Namun, ketika di ruang ICU, Berlin yang kondisinya lemah justru sesak nafas dan akhirnya meninggal dunia keesokan harinya.

 Salah Komunikasi

Kepala Subbagian Hubungan Masyarakat RSUDAM Ahmad Sapri mengakui, biaya penyewaan ambulans tidak termasuk fasilitas yang didapat melalui cara klaim BPJS Kesehatan.

“Tapi, pasien yang tidak mampu membayar biaya ambulans, bisa mengajukan permohonan kok, akan langsung dibantu. RSUDAM ada dana kemitraan untuk membantu pasien miskin atau gelandangan, sehingga bisa dipakai untuk membayar ambulans,” tuturnya.

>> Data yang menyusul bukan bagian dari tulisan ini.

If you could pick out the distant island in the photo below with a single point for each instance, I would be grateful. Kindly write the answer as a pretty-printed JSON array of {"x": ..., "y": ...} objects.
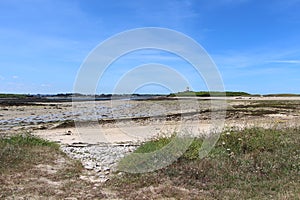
[{"x": 67, "y": 97}]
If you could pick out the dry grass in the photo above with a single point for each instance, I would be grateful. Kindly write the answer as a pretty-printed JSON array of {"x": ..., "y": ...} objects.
[{"x": 31, "y": 168}]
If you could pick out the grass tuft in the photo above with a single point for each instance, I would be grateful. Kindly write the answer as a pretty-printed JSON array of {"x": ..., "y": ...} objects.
[{"x": 255, "y": 163}]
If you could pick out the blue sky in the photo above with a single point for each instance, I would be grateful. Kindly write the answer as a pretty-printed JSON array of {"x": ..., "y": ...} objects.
[{"x": 255, "y": 44}]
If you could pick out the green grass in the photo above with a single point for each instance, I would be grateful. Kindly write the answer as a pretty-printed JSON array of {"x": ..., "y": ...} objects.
[
  {"x": 25, "y": 161},
  {"x": 254, "y": 163},
  {"x": 23, "y": 150}
]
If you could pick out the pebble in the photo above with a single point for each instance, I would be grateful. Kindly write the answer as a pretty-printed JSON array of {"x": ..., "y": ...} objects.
[{"x": 101, "y": 158}]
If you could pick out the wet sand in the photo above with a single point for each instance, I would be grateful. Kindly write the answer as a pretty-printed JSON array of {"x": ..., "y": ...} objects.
[{"x": 122, "y": 121}]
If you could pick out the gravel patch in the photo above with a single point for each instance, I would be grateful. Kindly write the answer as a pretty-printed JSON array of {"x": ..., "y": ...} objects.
[{"x": 101, "y": 159}]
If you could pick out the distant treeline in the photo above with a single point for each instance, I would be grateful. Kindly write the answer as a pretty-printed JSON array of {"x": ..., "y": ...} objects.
[
  {"x": 19, "y": 96},
  {"x": 208, "y": 94}
]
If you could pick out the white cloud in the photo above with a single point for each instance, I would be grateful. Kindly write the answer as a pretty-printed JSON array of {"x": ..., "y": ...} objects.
[
  {"x": 45, "y": 85},
  {"x": 285, "y": 61}
]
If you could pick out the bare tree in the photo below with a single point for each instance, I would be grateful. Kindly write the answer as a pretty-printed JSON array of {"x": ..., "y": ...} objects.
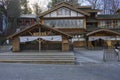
[
  {"x": 25, "y": 7},
  {"x": 96, "y": 4},
  {"x": 110, "y": 6},
  {"x": 37, "y": 10},
  {"x": 13, "y": 10}
]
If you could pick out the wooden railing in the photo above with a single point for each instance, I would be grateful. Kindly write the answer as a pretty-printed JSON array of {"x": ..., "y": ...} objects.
[{"x": 110, "y": 55}]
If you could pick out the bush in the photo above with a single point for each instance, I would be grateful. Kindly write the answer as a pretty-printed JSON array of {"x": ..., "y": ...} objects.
[{"x": 2, "y": 40}]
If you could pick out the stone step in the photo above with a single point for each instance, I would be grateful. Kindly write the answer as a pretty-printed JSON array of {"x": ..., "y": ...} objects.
[{"x": 31, "y": 57}]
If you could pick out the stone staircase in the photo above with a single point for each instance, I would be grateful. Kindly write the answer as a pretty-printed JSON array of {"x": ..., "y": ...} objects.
[
  {"x": 5, "y": 48},
  {"x": 36, "y": 57}
]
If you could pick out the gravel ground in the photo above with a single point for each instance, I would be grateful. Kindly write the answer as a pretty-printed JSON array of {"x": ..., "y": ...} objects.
[{"x": 20, "y": 71}]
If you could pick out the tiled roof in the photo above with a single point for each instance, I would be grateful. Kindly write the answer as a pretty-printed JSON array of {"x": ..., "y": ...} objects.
[
  {"x": 27, "y": 16},
  {"x": 115, "y": 16}
]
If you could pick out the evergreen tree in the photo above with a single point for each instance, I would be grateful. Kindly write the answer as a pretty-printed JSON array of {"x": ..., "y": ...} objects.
[{"x": 25, "y": 8}]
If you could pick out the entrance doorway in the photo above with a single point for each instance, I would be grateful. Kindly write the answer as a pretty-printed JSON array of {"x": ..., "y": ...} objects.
[{"x": 98, "y": 43}]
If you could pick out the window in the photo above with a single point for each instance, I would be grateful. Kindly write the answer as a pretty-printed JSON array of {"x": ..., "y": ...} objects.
[
  {"x": 67, "y": 11},
  {"x": 60, "y": 12},
  {"x": 65, "y": 23}
]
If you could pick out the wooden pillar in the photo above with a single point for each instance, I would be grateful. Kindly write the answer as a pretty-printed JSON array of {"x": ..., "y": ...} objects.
[
  {"x": 65, "y": 44},
  {"x": 16, "y": 44},
  {"x": 40, "y": 45},
  {"x": 87, "y": 39}
]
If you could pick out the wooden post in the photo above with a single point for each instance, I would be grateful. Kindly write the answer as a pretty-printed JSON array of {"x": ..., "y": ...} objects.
[
  {"x": 65, "y": 44},
  {"x": 16, "y": 44}
]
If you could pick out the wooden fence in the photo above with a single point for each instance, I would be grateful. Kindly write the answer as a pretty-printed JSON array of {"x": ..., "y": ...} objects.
[{"x": 110, "y": 55}]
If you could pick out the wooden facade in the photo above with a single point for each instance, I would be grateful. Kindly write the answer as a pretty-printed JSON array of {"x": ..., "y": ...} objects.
[
  {"x": 78, "y": 26},
  {"x": 39, "y": 28}
]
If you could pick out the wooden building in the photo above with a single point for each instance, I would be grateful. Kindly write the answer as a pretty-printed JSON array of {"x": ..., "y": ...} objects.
[
  {"x": 26, "y": 20},
  {"x": 80, "y": 22},
  {"x": 78, "y": 26}
]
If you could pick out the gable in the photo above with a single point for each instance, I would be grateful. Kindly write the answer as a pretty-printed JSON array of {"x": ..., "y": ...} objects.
[
  {"x": 64, "y": 12},
  {"x": 66, "y": 8},
  {"x": 34, "y": 31}
]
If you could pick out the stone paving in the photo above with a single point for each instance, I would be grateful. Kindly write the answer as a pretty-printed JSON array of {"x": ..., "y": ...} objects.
[
  {"x": 90, "y": 67},
  {"x": 19, "y": 71},
  {"x": 89, "y": 56}
]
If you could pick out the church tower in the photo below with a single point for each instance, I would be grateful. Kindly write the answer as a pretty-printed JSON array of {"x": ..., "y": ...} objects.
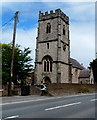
[{"x": 52, "y": 48}]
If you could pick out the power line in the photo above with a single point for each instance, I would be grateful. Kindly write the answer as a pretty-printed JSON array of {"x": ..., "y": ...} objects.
[{"x": 8, "y": 22}]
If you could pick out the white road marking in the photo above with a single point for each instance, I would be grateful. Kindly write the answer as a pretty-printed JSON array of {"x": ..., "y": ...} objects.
[
  {"x": 93, "y": 100},
  {"x": 11, "y": 117},
  {"x": 62, "y": 106},
  {"x": 46, "y": 99}
]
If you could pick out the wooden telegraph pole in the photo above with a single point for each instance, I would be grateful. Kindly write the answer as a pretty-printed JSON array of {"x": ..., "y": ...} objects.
[{"x": 13, "y": 45}]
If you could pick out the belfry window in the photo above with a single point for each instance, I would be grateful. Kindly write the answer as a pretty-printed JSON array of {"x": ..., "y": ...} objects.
[
  {"x": 48, "y": 28},
  {"x": 47, "y": 64},
  {"x": 63, "y": 29}
]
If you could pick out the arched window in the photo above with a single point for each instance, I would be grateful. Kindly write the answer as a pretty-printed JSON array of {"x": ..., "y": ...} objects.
[
  {"x": 48, "y": 29},
  {"x": 47, "y": 64}
]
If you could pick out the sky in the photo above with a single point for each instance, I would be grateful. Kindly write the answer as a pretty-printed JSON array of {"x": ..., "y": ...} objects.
[{"x": 82, "y": 25}]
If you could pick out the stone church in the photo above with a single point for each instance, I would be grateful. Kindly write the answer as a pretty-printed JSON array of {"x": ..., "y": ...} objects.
[{"x": 53, "y": 63}]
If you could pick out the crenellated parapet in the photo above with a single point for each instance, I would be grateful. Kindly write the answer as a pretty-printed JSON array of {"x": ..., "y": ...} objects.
[{"x": 51, "y": 15}]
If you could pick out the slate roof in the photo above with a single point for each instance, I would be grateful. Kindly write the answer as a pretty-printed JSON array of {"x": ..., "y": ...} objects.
[
  {"x": 76, "y": 64},
  {"x": 84, "y": 73}
]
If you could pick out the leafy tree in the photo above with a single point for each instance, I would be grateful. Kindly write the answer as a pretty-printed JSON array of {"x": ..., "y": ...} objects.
[
  {"x": 93, "y": 65},
  {"x": 22, "y": 63}
]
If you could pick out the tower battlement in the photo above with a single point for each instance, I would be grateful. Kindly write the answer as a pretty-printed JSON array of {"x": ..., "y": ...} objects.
[{"x": 52, "y": 14}]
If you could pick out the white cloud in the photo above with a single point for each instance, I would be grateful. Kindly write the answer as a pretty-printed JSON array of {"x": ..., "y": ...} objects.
[
  {"x": 23, "y": 38},
  {"x": 82, "y": 41}
]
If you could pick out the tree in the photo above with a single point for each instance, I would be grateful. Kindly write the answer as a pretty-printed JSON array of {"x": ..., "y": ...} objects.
[
  {"x": 93, "y": 65},
  {"x": 22, "y": 63}
]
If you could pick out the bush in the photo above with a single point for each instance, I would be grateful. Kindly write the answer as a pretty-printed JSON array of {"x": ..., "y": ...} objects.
[
  {"x": 47, "y": 93},
  {"x": 83, "y": 90},
  {"x": 14, "y": 92}
]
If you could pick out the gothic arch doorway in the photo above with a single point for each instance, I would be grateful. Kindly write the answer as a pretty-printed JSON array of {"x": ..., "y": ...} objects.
[{"x": 47, "y": 80}]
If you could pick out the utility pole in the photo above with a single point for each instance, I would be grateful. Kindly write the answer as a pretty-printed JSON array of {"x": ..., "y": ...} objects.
[{"x": 13, "y": 45}]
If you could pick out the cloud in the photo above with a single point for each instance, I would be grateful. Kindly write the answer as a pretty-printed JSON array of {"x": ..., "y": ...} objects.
[
  {"x": 82, "y": 27},
  {"x": 82, "y": 39},
  {"x": 24, "y": 38}
]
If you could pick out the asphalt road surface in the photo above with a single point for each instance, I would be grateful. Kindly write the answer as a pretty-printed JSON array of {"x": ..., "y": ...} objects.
[{"x": 76, "y": 106}]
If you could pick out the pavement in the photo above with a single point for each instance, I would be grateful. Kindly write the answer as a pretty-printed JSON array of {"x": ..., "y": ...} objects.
[
  {"x": 75, "y": 106},
  {"x": 21, "y": 98}
]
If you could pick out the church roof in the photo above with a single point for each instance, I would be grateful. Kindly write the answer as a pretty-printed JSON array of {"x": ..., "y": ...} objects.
[
  {"x": 84, "y": 73},
  {"x": 76, "y": 64}
]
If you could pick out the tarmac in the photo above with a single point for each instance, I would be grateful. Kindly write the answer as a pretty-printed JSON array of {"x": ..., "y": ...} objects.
[{"x": 9, "y": 99}]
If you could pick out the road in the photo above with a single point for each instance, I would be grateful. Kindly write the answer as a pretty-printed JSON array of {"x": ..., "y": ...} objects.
[{"x": 76, "y": 106}]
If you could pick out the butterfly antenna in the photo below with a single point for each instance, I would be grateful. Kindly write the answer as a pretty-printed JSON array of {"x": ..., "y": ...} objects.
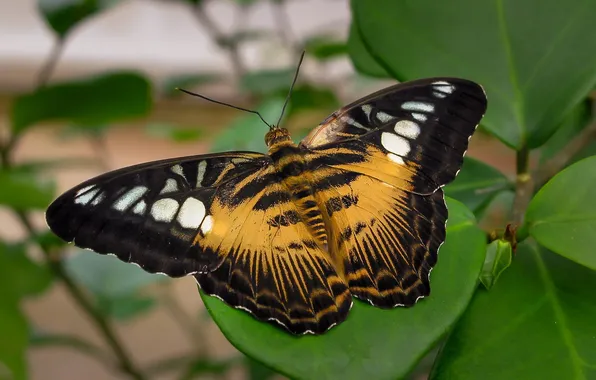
[
  {"x": 225, "y": 104},
  {"x": 291, "y": 88}
]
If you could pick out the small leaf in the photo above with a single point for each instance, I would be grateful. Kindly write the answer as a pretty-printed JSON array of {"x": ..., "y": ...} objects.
[
  {"x": 188, "y": 81},
  {"x": 95, "y": 101},
  {"x": 498, "y": 258},
  {"x": 361, "y": 58},
  {"x": 267, "y": 82},
  {"x": 63, "y": 15},
  {"x": 248, "y": 131},
  {"x": 562, "y": 216},
  {"x": 107, "y": 276},
  {"x": 23, "y": 189},
  {"x": 324, "y": 48},
  {"x": 20, "y": 276},
  {"x": 534, "y": 72},
  {"x": 574, "y": 123},
  {"x": 173, "y": 133},
  {"x": 477, "y": 184},
  {"x": 13, "y": 345},
  {"x": 541, "y": 310},
  {"x": 125, "y": 307},
  {"x": 372, "y": 343}
]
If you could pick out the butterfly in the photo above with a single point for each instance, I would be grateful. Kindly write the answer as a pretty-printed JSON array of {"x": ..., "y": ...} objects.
[{"x": 356, "y": 209}]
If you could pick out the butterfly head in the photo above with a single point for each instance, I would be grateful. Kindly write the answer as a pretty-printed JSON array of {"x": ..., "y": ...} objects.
[{"x": 277, "y": 136}]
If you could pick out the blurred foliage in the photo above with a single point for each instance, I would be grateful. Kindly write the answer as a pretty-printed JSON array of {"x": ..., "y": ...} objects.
[{"x": 537, "y": 69}]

Mengenai kasus bayi Berlin, Sapri mengklaim itu akibat dari salah komunikasi antara keluarga sang bayi dan manajemen RSUDAM.

Sapri mengungkapkan, orang tua Berlin diminta ke loket administrasi ambulans. Ia juga mengklaim petugas sudah memberitahukan kepada Delvi agar membuat surat keterangan tak mau agar dibebaskan dari biaya sewa ambulans.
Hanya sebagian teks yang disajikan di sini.